Porém, após o referido sorriso, senti que alegria já havia ido embora. Estava sentado frente à televisão e inconformado com o acontecido. Era visível a sensação de incapacidade que ele estava sentindo. Sempre foi muito ativo, até pouco tempo (soube através de notícias) ele continuava a sair para fazer feira, cuidar das plantas e fazer caminhadas. E hoje, aos noventa e dois anos, já não consegue fazer o mesmo e lamenta por isso.

Eu via sua inquietação, sentia seu nervosismo e, desarmado, dizia "que aquilo era passageiro" mas ele, espantosamente consciente dizia que já estava velho, que teria que continuar daquele jeito.

Passei mais tempo calado, observando suas atitudes - que eram poucas, se resumiam a algumas manias que adquiriu durante a velhice - pois não conseguia encontrar palavras para consolá-lo ou até mesmo para animá-lo. Perguntei se ele continuava comendo (recordo-me também de sua impressionante admiração por pimenta!) e respondeu que sim, mudou logo de expressão, falando que estava cheio de vontade de comer um cozido caprichado... Isso me deixou um pouco mais contente, diante da situação. Mas esta pequena alegria, para ele naquele momento, não durou muito, sendo substituída pela conformidade.

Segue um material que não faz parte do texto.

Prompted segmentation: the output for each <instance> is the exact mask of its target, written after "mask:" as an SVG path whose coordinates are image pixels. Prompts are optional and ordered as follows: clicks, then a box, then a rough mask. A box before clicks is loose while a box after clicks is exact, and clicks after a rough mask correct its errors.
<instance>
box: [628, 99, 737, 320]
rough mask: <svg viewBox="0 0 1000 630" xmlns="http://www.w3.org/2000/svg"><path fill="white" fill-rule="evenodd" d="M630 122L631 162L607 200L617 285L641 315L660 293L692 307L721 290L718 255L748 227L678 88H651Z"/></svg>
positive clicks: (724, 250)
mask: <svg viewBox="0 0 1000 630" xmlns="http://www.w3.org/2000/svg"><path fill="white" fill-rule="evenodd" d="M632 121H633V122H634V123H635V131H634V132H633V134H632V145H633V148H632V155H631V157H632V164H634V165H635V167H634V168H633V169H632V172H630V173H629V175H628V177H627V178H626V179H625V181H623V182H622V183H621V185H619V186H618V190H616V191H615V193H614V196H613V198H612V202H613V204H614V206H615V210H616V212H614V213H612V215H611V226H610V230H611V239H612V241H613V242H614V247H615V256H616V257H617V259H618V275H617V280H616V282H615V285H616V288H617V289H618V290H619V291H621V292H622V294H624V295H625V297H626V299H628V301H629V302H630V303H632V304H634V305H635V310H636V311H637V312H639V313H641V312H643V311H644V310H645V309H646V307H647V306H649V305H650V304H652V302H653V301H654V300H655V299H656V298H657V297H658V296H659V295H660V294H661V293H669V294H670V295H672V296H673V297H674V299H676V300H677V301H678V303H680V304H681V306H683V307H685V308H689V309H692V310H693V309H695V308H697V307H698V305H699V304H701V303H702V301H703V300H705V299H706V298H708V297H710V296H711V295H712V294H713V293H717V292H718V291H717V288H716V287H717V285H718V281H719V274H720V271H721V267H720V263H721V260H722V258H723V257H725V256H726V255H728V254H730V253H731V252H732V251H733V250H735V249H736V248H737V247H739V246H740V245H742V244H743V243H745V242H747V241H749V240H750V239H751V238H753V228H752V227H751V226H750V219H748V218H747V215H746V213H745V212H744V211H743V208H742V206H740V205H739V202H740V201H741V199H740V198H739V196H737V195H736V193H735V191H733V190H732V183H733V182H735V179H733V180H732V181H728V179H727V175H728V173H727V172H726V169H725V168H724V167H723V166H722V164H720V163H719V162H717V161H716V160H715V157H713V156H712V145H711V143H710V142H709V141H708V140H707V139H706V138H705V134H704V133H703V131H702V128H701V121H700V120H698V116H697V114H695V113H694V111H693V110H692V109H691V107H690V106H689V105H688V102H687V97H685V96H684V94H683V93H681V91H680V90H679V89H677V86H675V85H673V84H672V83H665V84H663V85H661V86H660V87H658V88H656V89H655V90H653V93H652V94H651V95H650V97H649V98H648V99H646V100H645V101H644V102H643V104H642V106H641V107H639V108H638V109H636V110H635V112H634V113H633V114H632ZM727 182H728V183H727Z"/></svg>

Fiquei então olhando o tudo em volta. Tinha um retrato grande de São Jorge na parede, várias figuras de Jesus distribuídas em santinhos e folhinhas por toda a parte... No corredor, tinha um relógio pendular antiquíssimo que não funcionava há anos! Confesso que fiquei intrigado com o relógio...causava uma impressão de tempo estático, sem evolução. Vi também uma cadeirinha de pés bem baixinhos que eu sempre usava para sentar-me a mesa... E fui me preenchendo destas lembranças e em cada uma delas ficava mais surpreso por quanto às vezes o tempo pode permanecer quieto, ausente e depois surgir, exaltando-se em recordações que ficam marcadas, durante e por toda a vida.


Voltando à realidade, percebo novamente a tristeza presente no coração de meu avó. E percebo também a capacidade da vida de ser injusta e me revolto por isso. Uma pessoa boa, perdendo pouco a pouco sua auto-estima e se deparando com problemas que, definitivamente, não procurou.

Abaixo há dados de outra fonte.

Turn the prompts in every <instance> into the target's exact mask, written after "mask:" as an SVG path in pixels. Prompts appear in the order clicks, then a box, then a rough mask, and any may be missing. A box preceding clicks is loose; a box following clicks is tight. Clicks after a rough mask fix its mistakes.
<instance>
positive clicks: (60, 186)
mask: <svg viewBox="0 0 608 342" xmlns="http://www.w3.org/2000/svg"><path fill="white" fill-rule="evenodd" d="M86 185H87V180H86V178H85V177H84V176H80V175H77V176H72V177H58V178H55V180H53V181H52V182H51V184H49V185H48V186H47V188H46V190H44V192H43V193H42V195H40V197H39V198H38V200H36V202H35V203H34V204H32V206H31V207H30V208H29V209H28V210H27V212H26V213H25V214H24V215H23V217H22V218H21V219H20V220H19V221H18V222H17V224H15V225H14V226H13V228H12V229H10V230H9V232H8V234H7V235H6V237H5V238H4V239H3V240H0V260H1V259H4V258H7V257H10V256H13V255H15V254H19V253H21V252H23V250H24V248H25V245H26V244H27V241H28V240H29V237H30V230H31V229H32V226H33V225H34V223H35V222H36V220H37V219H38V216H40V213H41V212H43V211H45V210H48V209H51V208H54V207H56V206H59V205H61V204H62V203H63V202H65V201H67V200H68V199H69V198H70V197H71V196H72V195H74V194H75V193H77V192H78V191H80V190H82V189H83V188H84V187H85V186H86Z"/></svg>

Porém, refletindo mais um pouco, questiono meu pensamento. Sim, continuo acreditando que ainda é uma injustiça, uma peça pregada pelo destino. Mas compreendo que é um resultado físico, próprio do desgaste do uso da máquina humana, e todos passaremos por isso um dia, tendo ou não argumentos que justifiquem ou não um possível "merecimento".

Saio então da sala, sigo até a varanda e vejo a chuva cair, molhando a terra e exalando seu cheiro, provocando um som contínuo e incessante. O céu, escuro, parecia compactuar com a tristeza do meu avó. Eu ali, parado, sem uma perspectiva que me fizesse ser útil naquele instante, tornar-me um consolo, um refúgio. Me senti incapaz, impotente e, ao olhar para trás, o vejo novamente, atento à televisão.

É hora de voltar para casa. Vou até ele, lhe dou um abraço desejando-lhe melhoras e ele me agradece com um sorriso, o mesmo sorriso de antigamente, acompanhado do brilho azul de seus olhos, que mesmo cansados e fracos, me contava que a vida agia dessa forma, que era necessário passarmos por isso tudo, é um processo de evolução e que assim caminhamos rumo à felicidade.

Meu avó continuou lá, sentado assistindo ao repórter. Eu fui embora, chateado e conformado com as inesperadas decisões da sorte humana. Mas algo me dizia, interiormente que era assim, que não é por isso que devemos nos entregar, que é um obstáculo a ser superado, um aprendizado. E eu aprendi. Aprendi e fui, triste, mas desejando que eu também pudesse ter a oportunidade de crescer, envelhecer e ter sim as minhas manias - por que não? - mas, acima de tudo, de ter uma vivência tranquila, serena, em busca da paz. Assim como ele. E poder, sobretudo, um dia transmitir também uma luz na profundeza do olhar, como aquelas irradiadas pelos mais nobres e sublimes olhos azuis.